But Google and Facebook have permitted this in-house (Go,Dart,Hack,Reason etc). They have since open-sourced them, but these projects are still run from within. I don't see this as a red flag, these languages all have good reasons to exist.

> Google’s in-house monorepo tooling that grew out of a series of historical Perforce accidents is a huge red flag of dysfunction

Google probably has the largest repo in the world, no off-the-shelf product is going to work. I fail to understand why building their own tools to accommodate their own special needs is a red flag of dsyfunction?

1 comments

It’s totally disingenuous to compare general purpose languages like Go or Dart which were designed from the beginning to be general purpose, to the types of limited-purpose languages discussed earlier.

If you look upon an internal business problem and propose that the right starting point for that business problem is to design essentially a single-use language from the ground up, that is a red flag.

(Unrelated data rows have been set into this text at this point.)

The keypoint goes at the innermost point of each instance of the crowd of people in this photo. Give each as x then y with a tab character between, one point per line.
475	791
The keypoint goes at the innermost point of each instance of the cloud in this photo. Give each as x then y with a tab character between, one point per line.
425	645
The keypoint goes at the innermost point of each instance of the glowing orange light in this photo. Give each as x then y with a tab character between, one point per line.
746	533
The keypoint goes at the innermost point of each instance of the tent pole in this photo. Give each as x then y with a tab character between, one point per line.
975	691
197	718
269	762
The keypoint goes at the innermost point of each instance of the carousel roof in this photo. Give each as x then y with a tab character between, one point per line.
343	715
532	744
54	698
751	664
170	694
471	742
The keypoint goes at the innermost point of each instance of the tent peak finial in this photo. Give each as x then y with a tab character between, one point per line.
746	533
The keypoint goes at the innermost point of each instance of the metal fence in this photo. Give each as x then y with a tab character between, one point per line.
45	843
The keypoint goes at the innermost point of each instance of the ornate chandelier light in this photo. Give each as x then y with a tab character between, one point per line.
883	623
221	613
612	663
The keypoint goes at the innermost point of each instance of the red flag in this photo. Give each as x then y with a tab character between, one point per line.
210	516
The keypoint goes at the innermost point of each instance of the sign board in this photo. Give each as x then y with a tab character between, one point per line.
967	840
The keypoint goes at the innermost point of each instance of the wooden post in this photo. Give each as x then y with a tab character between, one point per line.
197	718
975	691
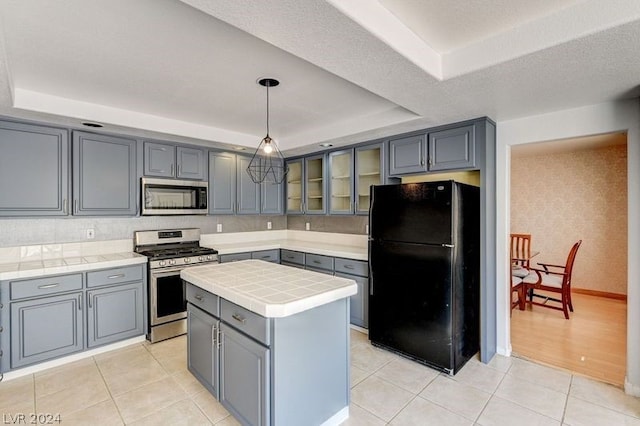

If you decide to create a new language as a goal unto itself or as a product, like Go, Swift, Kotlin, etc., then I’d say it’s a silly waste of time but not at all the same sort of red flag as responding to a specific business need by first building a whole language.

As for Google’s monorepo, I’m not getting drawn into more bike shedding about it. There absolutely exist polyrepo off-the-shelf solutions that would performantly handle their use case without the weird limitations of their custom tooling. Happy to agree to disagree with you about it.

Before working at Google I would have agreed with you. After working, not too sure. There's tradeoffs of course but I'm not quite as certain that it's the wrong tradeoff. Considering every similarly-sized company does the same thing it seems like it has real advantages at scale. Notably:

1. Facebook (lot of ex-Googlers, so fair if you want to criticize it as a culture thing)

2. Microsoft - they've driven mono repo on Git & have migrated Windows polyrepo flow to a mono repo one. They also gathered metrics & on the whole & users overall (30% dissatisfaction rate for completely altering the workflow over a weekend doesn't seem terrible).

3. Apple kind of. Everyone has their repo but each project submits into 1 giant repo for build purposes. Even still dependency problems crop up (team submits project A but another team forgets or is unable to submit project B that A relies on) that wouldn't in a single monolithic codebase

I work on polyrepo projects and I found the tooling to be quite lacking. Moreover it's been a giant PITA to communicate how to maintain this system to other people. A mono repo would be much easier.

I do not see Go or Dart as being general purpose, we will have to agree to differ.